Monday, May 15, 2006

Ayaan Hirsi Ali driven out of the Netherlands


In an astonishing turn of events, Ayaan Hirsi Ali, the Somali-born Dutch Member of Parliament, feminist activist, and secularist former Muslim, has apparently been driven out of Parliament, and out of the Netherlands, through a combination of Islamist death threats, political vendettas, and civic cowardice. There are various pretexts, but in the end this is a shameful and depressing story that reflects no credit on the Netherlands. She is moving to the US, so their loss is our gain.

=> For some details, see:
Christopher Hitchens, "The Caged Virgin: Holland's Shameful Treatment of Ayaan Hirsi Ali" (Slate - May 8, 2006)
"Critics Want Dutch Lawmaker Deported" (AP - May 13, 2006)
"Hirsi Ali to Quit Parliament and the Netherlands" (Radio Netherlands - May 15, 2006)
"Hirsi Ali - reactions" (Expatica.com - May 15, 2006)

=> For some further background, see also here and here and here and here.

--Jeff Weintraub
===============
New York Times
May 16, 2006

A Critic of Muslim Intolerance Faces Loss of Dutch Citizenship

PARIS, May 15 — The Dutch government on Monday abruptly threatened to revoke the citizenship of one of the country's most prominent members of Parliament, Ayaan Hirsi Ali, a Somali-born woman who arrived as a refugee 14 years ago.

The minister of immigration, Rita Verdonk, said Ms. Hirsi Ali had provided inaccurate information when applying for political asylum in 1992 and seeking Dutch citizenship in 1997. As a result, the minister said, both applications were invalid. Ms. Hirsi Ali has been given six weeks to respond.
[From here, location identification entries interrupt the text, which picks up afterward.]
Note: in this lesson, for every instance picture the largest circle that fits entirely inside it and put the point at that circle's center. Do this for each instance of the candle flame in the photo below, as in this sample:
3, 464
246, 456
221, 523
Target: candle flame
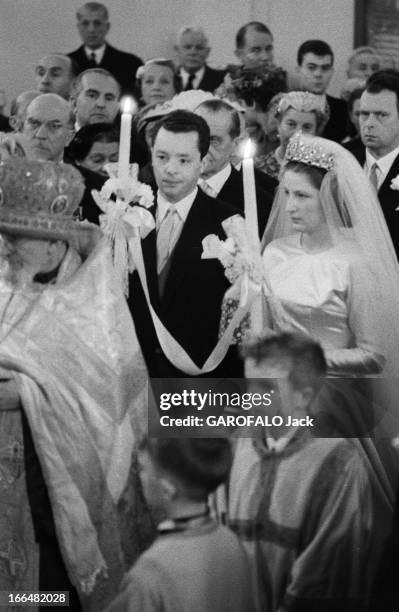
249, 149
128, 105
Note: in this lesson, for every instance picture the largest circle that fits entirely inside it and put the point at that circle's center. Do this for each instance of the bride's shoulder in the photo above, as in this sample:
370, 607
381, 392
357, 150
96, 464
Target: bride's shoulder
282, 244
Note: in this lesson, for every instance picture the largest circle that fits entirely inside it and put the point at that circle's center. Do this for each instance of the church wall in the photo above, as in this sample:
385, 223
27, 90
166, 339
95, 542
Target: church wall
30, 28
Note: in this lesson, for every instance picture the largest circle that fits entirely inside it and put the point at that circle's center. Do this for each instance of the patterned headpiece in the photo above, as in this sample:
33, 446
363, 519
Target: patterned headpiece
39, 199
308, 151
303, 101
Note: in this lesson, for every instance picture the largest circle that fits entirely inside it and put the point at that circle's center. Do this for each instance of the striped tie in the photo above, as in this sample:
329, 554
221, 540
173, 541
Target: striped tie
373, 175
165, 236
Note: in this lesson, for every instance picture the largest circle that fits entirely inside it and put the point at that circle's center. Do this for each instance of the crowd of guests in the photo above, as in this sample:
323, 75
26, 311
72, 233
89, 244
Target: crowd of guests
281, 518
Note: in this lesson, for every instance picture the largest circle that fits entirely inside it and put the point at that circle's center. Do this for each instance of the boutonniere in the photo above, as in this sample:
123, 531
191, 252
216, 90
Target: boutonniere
395, 185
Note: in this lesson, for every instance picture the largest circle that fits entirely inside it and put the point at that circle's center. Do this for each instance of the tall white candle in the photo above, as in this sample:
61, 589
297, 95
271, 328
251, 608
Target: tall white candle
251, 223
250, 207
128, 107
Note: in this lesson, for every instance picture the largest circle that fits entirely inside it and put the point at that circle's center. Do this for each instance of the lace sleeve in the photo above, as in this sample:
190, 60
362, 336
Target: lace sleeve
367, 357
The move is likely to provoke a widespread reaction because Ms. Hirsi Ali, 36, has faced repeated death threats since 2002, when she became well known because of her outspoken criticism of conservative Islam and of the mistreatment of Muslim women, even in The Netherlands.

She was the writer of a short television documentary on violence against Muslim women made by the filmmaker Theo van Gogh, who was murdered in an Amsterdam street in 2004 by a Dutch-Moroccan who said his victim had insulted Islam. The killer pinned a note to the body of Mr. van Gogh saying that Ms. Hirsi Ali would be next.
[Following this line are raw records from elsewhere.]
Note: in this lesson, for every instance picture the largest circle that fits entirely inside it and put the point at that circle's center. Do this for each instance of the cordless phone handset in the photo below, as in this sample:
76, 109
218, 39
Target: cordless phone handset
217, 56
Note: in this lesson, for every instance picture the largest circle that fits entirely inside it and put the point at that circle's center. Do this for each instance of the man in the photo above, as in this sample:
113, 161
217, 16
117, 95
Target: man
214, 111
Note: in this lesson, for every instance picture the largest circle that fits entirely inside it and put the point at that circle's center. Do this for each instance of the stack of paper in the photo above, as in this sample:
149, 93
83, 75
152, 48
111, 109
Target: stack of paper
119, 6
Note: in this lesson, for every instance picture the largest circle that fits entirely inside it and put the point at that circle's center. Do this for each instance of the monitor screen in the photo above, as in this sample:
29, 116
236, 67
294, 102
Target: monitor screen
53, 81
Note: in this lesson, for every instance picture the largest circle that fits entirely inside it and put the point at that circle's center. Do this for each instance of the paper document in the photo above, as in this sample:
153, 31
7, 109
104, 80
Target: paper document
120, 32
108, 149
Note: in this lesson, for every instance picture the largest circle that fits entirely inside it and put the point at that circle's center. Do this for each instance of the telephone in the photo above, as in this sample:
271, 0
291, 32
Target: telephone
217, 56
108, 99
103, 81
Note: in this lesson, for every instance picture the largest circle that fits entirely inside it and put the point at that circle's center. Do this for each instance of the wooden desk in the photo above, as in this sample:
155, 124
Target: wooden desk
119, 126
Long before Mr. van Gogh's death, Ms. Hirsi Ali had been provided with full-time bodyguards by the Dutch government and had been living in a series of safe houses. Despite that, she continued speaking and writing on abuse of women in Islam and her view that the religion promotes intolerance.
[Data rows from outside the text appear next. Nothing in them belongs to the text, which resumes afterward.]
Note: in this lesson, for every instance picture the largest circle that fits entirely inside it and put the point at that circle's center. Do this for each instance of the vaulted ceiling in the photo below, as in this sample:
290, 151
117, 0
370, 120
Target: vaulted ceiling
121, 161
"I'm speechless," Ms. Hirsi Ali said in a telephone interview from The Hague after she had received a call from Ms. Verdonk on Monday night. Ms. Hirsi Ali said she considered the move to take away her citizenship, leaving her stateless, as an attempt to silence her. "I have been fully committed to my work in Parliament, and I have taken many risks," she said. "This will make others think harder before they speak out."

She said she was baffled by the unexpected uproar over her asylum procedure because she had told the story numerous times in interviews and in her own essays about how she changed her last name from Magan to Ali and changed her date of birth when she arrived in the Netherlands at age 22, escaping from an arranged marriage.

She tried to hide at first "in case my father or my brother or my husband looked for me with bad intentions," she said. "I'm now being picked on for lying, but I have admitted this for years." She said she discussed the matter with the leaders of the conservative political party VVD when they invited her to run for Parliament.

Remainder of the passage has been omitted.